I am developing rails app with sunspot Solr search engine and I'm in need of indexing phone numbers in Solr 4.1.
For example, if I have phone number "+12 (456) 789-0101", my page should be founded by queries:
.......(456) 789......... (middle part of phone in correct format)
124567890101 (full phone with numbers only)
I know that I can use:
EdgeNGramFilterFactory
for splitting phone to NGrams (front and back)WordDelimiterFilterFactory
for catenate numbers and splitting phone for parts. So, what I have done:
Create new Solr field type in shema.xml
:
<fieldType name="phone_number" class="solr.TextField">
<analyzer type="index">
<tokenizer class="solr.StandardTokenizerFactory"/>
<filter class="solr.EdgeNGramFilterFactory" minGramSize="3" maxGramSize="20" side="front"/>
<filter class="solr.EdgeNGramFilterFactory" minGramSize="3" maxGramSize="20" side="back"/>
</analyzer>
</fieldType>
<dynamicField name="*_phone" stored="false" type="phone_number" multiValued="true" indexed="true"/>
Define searchable phone fields as '*_phone' type:
string :work_phone, :as => :work_phone, :stored => true do
work_phone.gsub(/\D/, '') if work_phone
end
string :mobile_phone, :as => :mobile_phone, :stored => true do
mobile_phone.gsub(/\D/, '') if mobile_phone
end
Run reindexing:
bundle exec rake sunspot:rebuild
But it does not work when reindexing finished, I can found results only searching wiht queries: "full phone" and "left part of phone". Search with "middle part of phone" and "right part of phone" doesn't give me any results.

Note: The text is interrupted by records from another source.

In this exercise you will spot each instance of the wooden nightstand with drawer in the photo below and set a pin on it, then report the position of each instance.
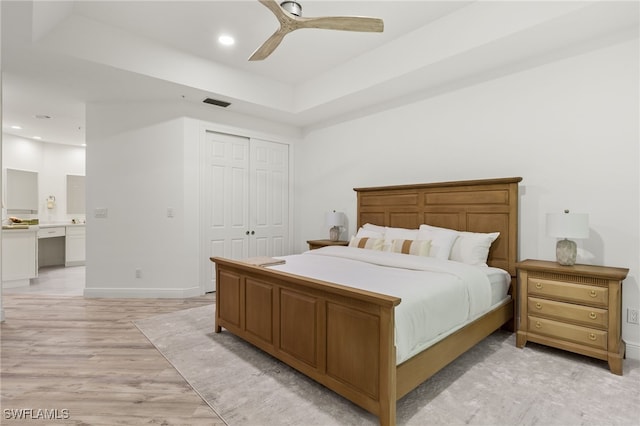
(576, 308)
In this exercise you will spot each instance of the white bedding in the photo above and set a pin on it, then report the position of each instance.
(438, 296)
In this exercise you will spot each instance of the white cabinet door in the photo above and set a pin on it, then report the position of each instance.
(75, 243)
(19, 256)
(246, 192)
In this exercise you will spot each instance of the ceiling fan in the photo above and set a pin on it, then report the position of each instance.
(289, 14)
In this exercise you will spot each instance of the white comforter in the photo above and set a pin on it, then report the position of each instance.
(437, 295)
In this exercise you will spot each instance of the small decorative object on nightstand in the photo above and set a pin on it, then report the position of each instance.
(576, 308)
(334, 220)
(314, 244)
(567, 225)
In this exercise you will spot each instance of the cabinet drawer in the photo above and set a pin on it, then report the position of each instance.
(580, 293)
(58, 231)
(574, 333)
(589, 316)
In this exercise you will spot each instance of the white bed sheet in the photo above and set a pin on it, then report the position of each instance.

Did I make somethig wrong? How to make phone part searing correctly? Please, help. thanks!
Ectualy, it is my code, which works:
Schema.xml:
<fieldType class="solr.TextField" name="phone_number" positionIncrementGap="100">
<analyzer type="index">
<tokenizer class="solr.WhitespaceTokenizerFactory"/>
<filter class="solr.LowerCaseFilterFactory"/>
<filter class="solr.NGramFilterFactory" minGramSize="3" maxGramSize="20"/>
</analyzer>
<analyzer type="query">
<tokenizer class="solr.WhitespaceTokenizerFactory"/>
<filter class="solr.LowerCaseFilterFactory"/>
<filter class="solr.WordDelimiterFilterFactory" catenateNumbers="1"/>
</analyzer>
</fieldType>
<dynamicField name="*_phone" stored="false" type="phone_number" multiValued="false" indexed="true"/>
<dynamicField name="*_phones" stored="false" type="phone_number" multiValued="false" indexed="true"/>
And ruby code:
text :work_phone
text :work_phone_parts, :as => :work_phone do
"00#{work_phone.gsub(/\D/, '')}" if work_phone
end
text :mobile_phone
text :mobile_phone_parts, :as => :mobile_phone do
"00#{mobile_phone.gsub(/\D/, '')}" if mobile_phone
end